My Heart Is a Chainsaw (The Lake Witch Trilogy #1)(61)


“I’m working at the high school this afternoon,” Jade tells him once he’s easing them from the parking lot.

Hardy stops the left turn he was making, hauls the wheel over the other way.

“Jade, never mind what your mom told us. If your dad has ever—”

“Letha Mondragon’s the one with the overactive imagination,” Jade tells him, using his own words against him.

“Some mother hen complex where she wants to take care of all of us. And I’m the least likely chicklet to survive, so that means I’m the first she has to save.”

Hardy sighs, says, “I think what you mean there is ‘hatchling,’ maybe?”

Jade slumps down in the seat, chocking her knees against the warm dash.

“And she’s right,” Hardy goes on. “This isn’t over.”

“I was just—”

“I’ve got some questions, I mean.”

Jade looks over to him but he’s watching the road with every last ounce of his remaining attention, as if he hasn’t driven this stretch of Main ten thousand times. He switches hands on the wheel, nods to himself that it’s finally right in his head, and says, “You knew about the Maruman at the old camp, meaning either you were there when or right after it happened, or you somehow got hold of Meg’s transcription.”

Jade doesn’t say anything.

“And if you were over there,” Hardy goes on, reaching into the backseat to plop something on the console between them, “I know what you were wearing.”

It’s her dad’s muddy boots from the porch.

“I would shoot myself in the face before touching his boots,” Jade says, elbowing them away to prove how gross they are to her.

“History of suicide attempts, yes,” Hardy says.

Jade opens her mouth to ask him why doesn’t he just haul her dad in, since they’re his boots? But that would just be setting a red herring up, wouldn’t it? Because no way could it really be Tab Daniels. Slashers, in their own way, are as pure as final girls.

“What?” Hardy asks, letting his foot off the gas so Jade can say whatever she was about to.

Jade shakes her head no, nothing.

“Anyway, that’s not even the worst of it,” he goes on, stopping in the hug-n-go lane of the high school with her for the second time this month. “You said there was a Dutch boy and a girlfriend. When we only know about the boy, whose dental work is actually turning out to be European, at least in the forensic report that just hit my inbox two hours ago.

Leading me to think you have some knowledge that we don’t.”

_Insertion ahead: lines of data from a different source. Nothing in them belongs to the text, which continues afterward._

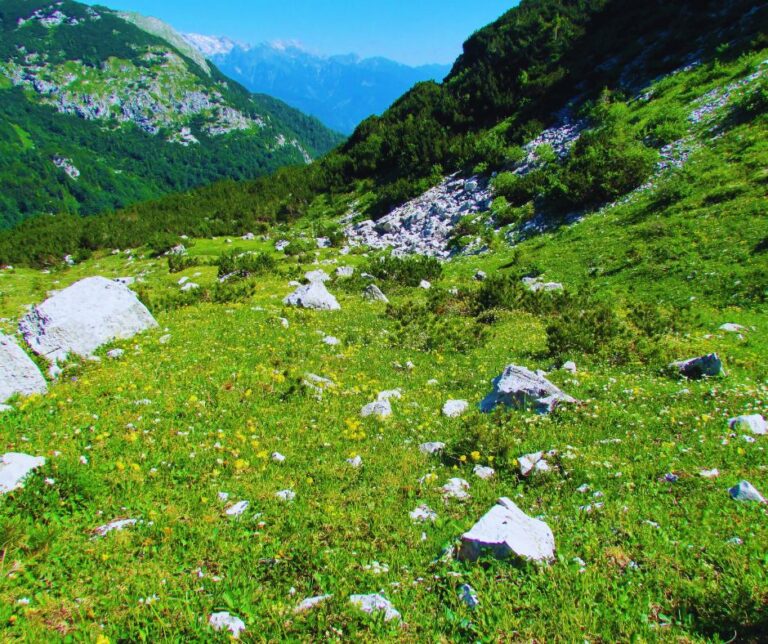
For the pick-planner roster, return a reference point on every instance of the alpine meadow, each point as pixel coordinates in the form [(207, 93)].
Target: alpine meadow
[(494, 368)]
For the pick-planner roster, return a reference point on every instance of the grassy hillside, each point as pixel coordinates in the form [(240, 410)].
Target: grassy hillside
[(654, 223), (437, 129), (130, 116)]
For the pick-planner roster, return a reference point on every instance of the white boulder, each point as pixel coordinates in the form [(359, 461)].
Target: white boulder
[(313, 296), (373, 293), (375, 604), (317, 276), (114, 526), (507, 531), (455, 408), (15, 468), (754, 423), (697, 368), (456, 489), (223, 621), (423, 514), (745, 491), (18, 373), (520, 388), (83, 317), (431, 448), (536, 284), (530, 463), (379, 409), (310, 603)]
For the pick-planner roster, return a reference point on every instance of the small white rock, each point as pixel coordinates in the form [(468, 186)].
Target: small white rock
[(483, 472), (224, 621), (755, 423), (310, 603), (431, 448), (355, 461), (15, 468), (455, 408), (379, 409), (505, 531), (468, 596), (745, 491), (118, 525), (423, 514), (456, 488)]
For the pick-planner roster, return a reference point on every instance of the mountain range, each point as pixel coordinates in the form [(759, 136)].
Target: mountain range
[(341, 91), (101, 109)]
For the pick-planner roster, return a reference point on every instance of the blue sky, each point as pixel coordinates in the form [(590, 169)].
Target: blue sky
[(410, 31)]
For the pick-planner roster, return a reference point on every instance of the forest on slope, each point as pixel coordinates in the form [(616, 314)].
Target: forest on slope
[(96, 114), (510, 82)]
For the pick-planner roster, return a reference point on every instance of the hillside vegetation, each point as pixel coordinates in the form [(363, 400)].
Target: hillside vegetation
[(648, 220), (97, 114), (558, 52)]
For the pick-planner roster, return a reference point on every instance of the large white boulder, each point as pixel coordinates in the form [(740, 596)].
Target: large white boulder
[(521, 388), (506, 531), (83, 317), (18, 373), (376, 603), (455, 408), (14, 468), (313, 296), (373, 293), (702, 367)]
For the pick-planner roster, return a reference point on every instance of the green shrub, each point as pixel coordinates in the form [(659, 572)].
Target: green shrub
[(300, 247), (245, 264), (417, 327), (405, 271), (587, 328), (178, 263), (668, 125), (604, 164), (161, 243), (753, 100)]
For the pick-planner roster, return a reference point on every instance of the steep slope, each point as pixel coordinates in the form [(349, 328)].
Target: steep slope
[(341, 91), (102, 111), (222, 470), (548, 54)]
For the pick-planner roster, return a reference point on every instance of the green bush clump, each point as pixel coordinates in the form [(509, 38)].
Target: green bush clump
[(417, 327), (178, 263), (160, 243), (245, 264), (665, 126), (405, 271), (604, 164), (300, 247)]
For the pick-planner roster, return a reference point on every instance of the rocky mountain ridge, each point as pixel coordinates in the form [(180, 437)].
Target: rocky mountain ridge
[(80, 83), (340, 90)]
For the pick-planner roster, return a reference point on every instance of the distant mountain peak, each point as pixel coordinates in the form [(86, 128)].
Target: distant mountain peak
[(211, 45)]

“They travel in pairs,” Jade tells him. “Common knowledge.

Casey and Steve in Scream. Barry and Claudette in—”

“ ‘They’ being… the Dutch?”

“I only said that because he was blond. Like on the paint cans.”

“So you were there.”

“I was at the party, yeah. Can I not go to parties with my ex-classmates?”

Hardy doesn’t like her answers, but neither can he take them out at the knees, Jade knows.

“Then I’m sure you know we made a list of everybody who was at the Tompkins place that night,” he says. “I don’t recall your name being on that.”

“I left early.”

“But stayed until the end, too? To see the color of that dead kid’s hair?”

“Was on my way out.”

“I’m sure the Koenig girl or one of the others can confirm this.”

“Tiff’s recall of that night might be… blurry.”

Hardy shakes his head, impressed—he must know Tiffany K was sloshed—but still, “So either you were at the party or you…” he leads off, using his fingers to pick words from the air, it looks like, “or you have unlawful knowledge about the events that led to that kid being there. Same as the golf club.”

“Would you believe a bus ran over my evidence, or is that too much like the dog eating my homework?”

“Excuse me?”

“Third option, I mean,” Jade says, opening her door, hanging a leg out for solid ground.

“I don’t—”

“I’ve watched too many horror movies,” Jade says. “I’m just making shit up left and right, because my dad did some unspeakable shit to me.”

Hardy just sits there, brake pressed in, eyes hidden behind chrome lenses.

“Are you saying that Mondragon girl was right about him?”

he finally asks.

“I’m saying something’s coming for us, Sheriff,” Jade says, stepping all the way down now. “I don’t know why, I don’t know who, but I do know when.”

“July Fourth,” Hardy recites. “Speaking of that.”

This stops Jade. Then she connects the necessary dots.

“You can beef up security all you want,” she says. “It won’t —”

“In hindsight, your letter is a credible threat to the proceedings that night,” Hardy says, using the official phrasing. “If you show up and try to self-fulfill your little prophecy, then it’ll look like I was negligent, just some country bumpkin law enforcement officer not paying enough attention.”